Tuesday, May 17, 2011

Dangerous

There was something I found in his eyes. Something so piercing and so penetrating in their gaze that it literally made me feel like my brain was turning into scrambled eggs. I felt naked. Exposed. Completely open, like a back door on the porch of my Georgia house. Seeing inside me, all the good and the not so good. All the traits I was proud of, and the ones I wish nobody knew about. As I watch him watch me in the darkness at 12:30 A.M. in my blue, rusty, bumper-sticker encased Honda Civic I feel as if for the first time, someone I scarcely knew, someone I met not seven hours earlier, knew everything there was to know about my twenty two years of existence. I was a puzzle put completely together. I was a rubix cube figured out. I was a sailor’s knot completely undone.

I was frightened. The only thing keeping my body strapped to the seat I was in was just my flesh and bone. Everything else was just superfluous. The steering wheel, the seatbelt, the roof of the car. All of it wasn’t really there. It was all relative. As he traced my face with his hand, stroked my arm and finally landed on my leg I couldn’t look at him anymore. Something flashed before my eyes, a memory, a nightmare that I wished to forget. I couldn’t meet his gaze for fear that he would see the same thing I saw.

It was a hospital. Not so out of the ordinary, and certainly not awfully portrayed like something from a Stephen King movie, but just a building. With doctors, nurses, scapels, and heart monitors. I’m in an elevator. A gray, metallic box shooting up about six stories to a floor where my family was waiting for me. I should have been at school, but I wasn’t complaining. Any place, even a hospital, was better than my middle school. The doors open, I walk out and there is my mother with tears strewn across her face. I was confused. My dad was out of surgery a week ago. The danger was behind us wasn’t it? This thought was quickly stripped from my mind as soon as she uttered her first words to me. “I’m sorry honey, he’s gone.” I heard her say it. I recognized the words uttered. But the synapses in my brain weren’t firing. There was no comprehension. He couldn’t be gone. He was just here! As her arms enveloped mine, I stayed frozen. Glued to the very spot where only seconds earlier, my world was complete. Together. Unified. But as she drew me in to hug me, my world was blasted apart. Like a ship after a cannonball blew through the rigging. My safe twelve year old universe was suddenly ripped open, torn from me as if the wind suddenly stole my kite and blew it thousands of miles away.
The tears started and seemed to never stop.

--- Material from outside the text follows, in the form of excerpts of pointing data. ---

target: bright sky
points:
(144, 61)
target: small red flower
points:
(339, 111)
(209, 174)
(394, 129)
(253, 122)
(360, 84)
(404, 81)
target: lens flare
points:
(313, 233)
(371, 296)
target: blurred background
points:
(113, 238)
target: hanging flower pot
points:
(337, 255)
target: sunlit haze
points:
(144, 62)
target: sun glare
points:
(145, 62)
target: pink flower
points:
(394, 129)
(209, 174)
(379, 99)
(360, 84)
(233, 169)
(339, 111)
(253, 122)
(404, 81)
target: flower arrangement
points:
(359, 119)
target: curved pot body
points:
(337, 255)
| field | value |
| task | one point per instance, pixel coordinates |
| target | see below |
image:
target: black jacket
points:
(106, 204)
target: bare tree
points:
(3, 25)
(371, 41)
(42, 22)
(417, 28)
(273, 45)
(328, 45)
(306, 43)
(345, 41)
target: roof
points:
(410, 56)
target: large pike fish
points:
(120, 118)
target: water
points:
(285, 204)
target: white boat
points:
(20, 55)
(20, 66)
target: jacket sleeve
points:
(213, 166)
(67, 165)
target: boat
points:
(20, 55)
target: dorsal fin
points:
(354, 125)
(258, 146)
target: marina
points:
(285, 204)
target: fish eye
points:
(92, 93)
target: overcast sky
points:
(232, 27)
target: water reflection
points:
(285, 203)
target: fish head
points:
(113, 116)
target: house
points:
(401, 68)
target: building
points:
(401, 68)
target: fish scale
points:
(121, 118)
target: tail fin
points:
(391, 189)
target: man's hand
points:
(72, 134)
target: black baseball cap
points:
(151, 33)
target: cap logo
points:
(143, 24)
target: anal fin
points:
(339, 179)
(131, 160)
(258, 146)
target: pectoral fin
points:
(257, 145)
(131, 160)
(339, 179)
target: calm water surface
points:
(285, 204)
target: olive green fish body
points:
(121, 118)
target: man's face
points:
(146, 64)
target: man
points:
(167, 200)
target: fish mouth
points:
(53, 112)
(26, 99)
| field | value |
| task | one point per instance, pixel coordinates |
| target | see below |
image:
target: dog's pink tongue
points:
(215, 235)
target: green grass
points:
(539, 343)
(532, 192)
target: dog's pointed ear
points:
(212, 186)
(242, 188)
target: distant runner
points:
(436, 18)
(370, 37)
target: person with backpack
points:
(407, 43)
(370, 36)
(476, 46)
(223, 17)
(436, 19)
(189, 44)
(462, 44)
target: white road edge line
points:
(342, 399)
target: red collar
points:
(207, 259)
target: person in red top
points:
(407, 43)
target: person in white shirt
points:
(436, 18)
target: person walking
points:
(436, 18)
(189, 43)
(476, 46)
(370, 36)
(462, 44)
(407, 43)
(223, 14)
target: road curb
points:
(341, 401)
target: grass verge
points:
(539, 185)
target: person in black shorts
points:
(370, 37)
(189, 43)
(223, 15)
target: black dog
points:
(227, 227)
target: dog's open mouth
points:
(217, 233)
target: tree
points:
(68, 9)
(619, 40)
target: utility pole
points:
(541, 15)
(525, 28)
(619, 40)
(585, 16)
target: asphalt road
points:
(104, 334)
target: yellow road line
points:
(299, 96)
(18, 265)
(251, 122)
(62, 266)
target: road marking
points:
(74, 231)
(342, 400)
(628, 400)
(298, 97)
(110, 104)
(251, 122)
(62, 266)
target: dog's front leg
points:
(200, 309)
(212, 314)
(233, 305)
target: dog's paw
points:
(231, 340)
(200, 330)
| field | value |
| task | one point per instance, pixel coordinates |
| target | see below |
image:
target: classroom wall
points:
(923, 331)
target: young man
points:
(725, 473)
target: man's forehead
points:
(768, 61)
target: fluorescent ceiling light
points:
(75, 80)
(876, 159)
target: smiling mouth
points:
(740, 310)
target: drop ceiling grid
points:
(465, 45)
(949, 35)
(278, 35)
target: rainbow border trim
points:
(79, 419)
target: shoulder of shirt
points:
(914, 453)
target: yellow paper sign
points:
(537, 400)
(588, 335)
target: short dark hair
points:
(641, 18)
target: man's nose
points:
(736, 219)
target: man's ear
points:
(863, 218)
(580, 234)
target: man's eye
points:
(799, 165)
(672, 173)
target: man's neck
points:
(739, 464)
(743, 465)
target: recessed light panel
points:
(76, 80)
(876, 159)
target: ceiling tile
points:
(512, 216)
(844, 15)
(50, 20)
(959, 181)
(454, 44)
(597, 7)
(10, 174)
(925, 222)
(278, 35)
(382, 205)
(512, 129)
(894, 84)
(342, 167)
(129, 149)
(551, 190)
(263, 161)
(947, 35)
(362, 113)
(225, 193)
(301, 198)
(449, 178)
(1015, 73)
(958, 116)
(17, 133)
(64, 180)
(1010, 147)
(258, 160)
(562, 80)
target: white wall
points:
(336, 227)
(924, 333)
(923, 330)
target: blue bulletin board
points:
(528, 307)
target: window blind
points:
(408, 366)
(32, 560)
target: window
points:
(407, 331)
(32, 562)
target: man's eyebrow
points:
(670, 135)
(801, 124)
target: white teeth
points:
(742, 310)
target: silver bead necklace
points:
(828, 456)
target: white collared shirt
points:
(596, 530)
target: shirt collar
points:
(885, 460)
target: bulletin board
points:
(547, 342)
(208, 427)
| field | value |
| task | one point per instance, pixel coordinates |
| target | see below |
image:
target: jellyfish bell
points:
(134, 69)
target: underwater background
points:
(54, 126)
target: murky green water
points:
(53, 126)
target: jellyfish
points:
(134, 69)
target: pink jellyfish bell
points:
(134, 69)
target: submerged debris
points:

Now, ten years later, I sit in a dimly lit car, with a man who in no way resembles my father. The blue eyes, light hair and lean body doesn’t remind me of my father in the slightest. The inflections of his voice, his interests, his sense of humor and personality are 180 degrees opposite of my dead parent. But I suddenly knew why I was reminded of that horrible day a decade ago. As I watch this man, not a few inches away from me, I realize how dangerous I suddenly was. I was a grenade thrown across the battlefield with the pin out. Only moments away from combusting and throwing shrapnel everywhere. As I watch his hands draw closer to me, and see his eyes catch the glint of the street lamps as he leans in to me, I come to the realization that I am not safe. It wasn’t him. It was me. I couldn’t afford to lose myself, like I did on that January day. A man, whom I cared about so deeply. A man, who I admired and looked up to so much. A man, who was my guardian was snatched away from me in a moment. I couldn’t let that happen again.
There was no way I could possibly allow myself to feel the way I felt towards my father, towards this man sitting beside me. I couldn’t care about him. I couldn’t rely on him. I couldn’t trust him. And yet, I already knew it was too late. I cared about him a great deal more than I should have. Relied on him completely. And trusted him fully.

I am dangerous. I am combustible. I am flamible.